Sisonke
Msimang, The Daily
Maverick
The violent
and public beating of non-violent black protesters at the University of Free
State demonstrated white Afrikaner impunity on full display. It was a reminder
of the continued ways in which white people’s violence in South Africa is a
tool that takes direct aim at black people’s bodies.
The violent
racist does not bother with acts of vandalism or bother with the destruction of
property: That would be a waste of time and energy. Over centuries the violence
has evolved into an efficient and highly effective machine. Kick the head and
wound the body. Send a clear message – no warning shots. There is nothing
symbolic about the violence whites have carried out in South Africa in the past
and on Tuesday we saw that it continues to be as literal as it ever was.
Most
importantly, what has become clear in the UFS incident is that public and
university responses to white violence and black violence continue to be marked
by stark differences. Black violence must be dealt with through increased
security, while white violence must be met with love and intense introspection.

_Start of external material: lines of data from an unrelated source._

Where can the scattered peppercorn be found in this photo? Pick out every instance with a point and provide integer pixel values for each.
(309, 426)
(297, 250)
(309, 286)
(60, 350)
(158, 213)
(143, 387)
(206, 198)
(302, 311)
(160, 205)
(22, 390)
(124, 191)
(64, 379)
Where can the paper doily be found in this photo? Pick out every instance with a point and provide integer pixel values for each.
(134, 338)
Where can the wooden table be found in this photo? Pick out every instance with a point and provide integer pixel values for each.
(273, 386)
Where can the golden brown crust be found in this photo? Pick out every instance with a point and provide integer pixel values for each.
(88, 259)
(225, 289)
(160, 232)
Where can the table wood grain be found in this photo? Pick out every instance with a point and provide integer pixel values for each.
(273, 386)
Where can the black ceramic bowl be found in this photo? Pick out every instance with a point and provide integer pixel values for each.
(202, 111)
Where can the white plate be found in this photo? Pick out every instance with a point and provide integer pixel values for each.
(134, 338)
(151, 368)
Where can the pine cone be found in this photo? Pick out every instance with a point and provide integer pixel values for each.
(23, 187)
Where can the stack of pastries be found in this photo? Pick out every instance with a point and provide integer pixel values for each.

The #Colourblind movement that has popped up illustrates this particularly
well.
Those who
call for prayer and reflection are driven by the idea that whites can be coaxed
out of violence through a change of heart, while blacks must be punished and
controlled when they are violent. This asymmetric analysis is at the core of
racist belief and ideology. Racism sees blacks as inferior, undifferentiated
and lawless. Racism sees whites as distinct, individual, rational. These
beliefs persist, in spite of evidence of white irrationality and anxiety, and
black discipline and self control.
Because it
is deep-seated and in some ways foundational, it operates both consciously and
sub-consciously, it shapes the responses of even the most thoughtful university
administrators. This is incredible, given how much South Africa has been
internationally recognised as a shining example of conflict resolution.
The
mediation experts and the leaders who lead us into the elections of 1994, are
either dead, tired or discredited. Indeed, the notion of democracy itself, or
rather this particular democracy that we founded twenty years ago, seems to be
on its knees.
It is clear
that we are at a moment of national crisis and that we do not have the
leadership – particularly amongst white South Africans - to adequately address
this situation. Yet even if we found the leaders, new and old, if they emerged
today and began to build a road to sanity and the kind of peace this country
has never known, they would need to understand how we got here.
Ironically,
one of most compelling and useful assessments of how we arrived at this place
was proffered on the very campus of UFS five and a half years ago. Professor
Mahmood Mamdani, one of the world’s foremost minds on issues of conflict and
transition wrote:
Had
the TRC acknowledged pass laws and forced removals as constituting the core
social violence of apartheid, as the stuff of extra-economic coercion and
primitive accumulation, it would have been in a position to imagine a
socio-economic order beyond a liberalized post-apartheid society. It would have
been able to highlight the question of justice in its fullness, as not only as
criminal and political, but also as social. The step the TRC failed to take is
the challenge South Africa faces today.
In the
absence of a series of profound and well-resourced post-TRC interventions aimed
at the question of justice, it has been left to South Africans to figure things
out on their own. Instead of acting responsibly, many whites have sought to
either deny that racism continues to be an organizing principle in our society,
or they have taken on a victim mentality.
Many white
students on South Africa’s troubled campuses fall into the former category.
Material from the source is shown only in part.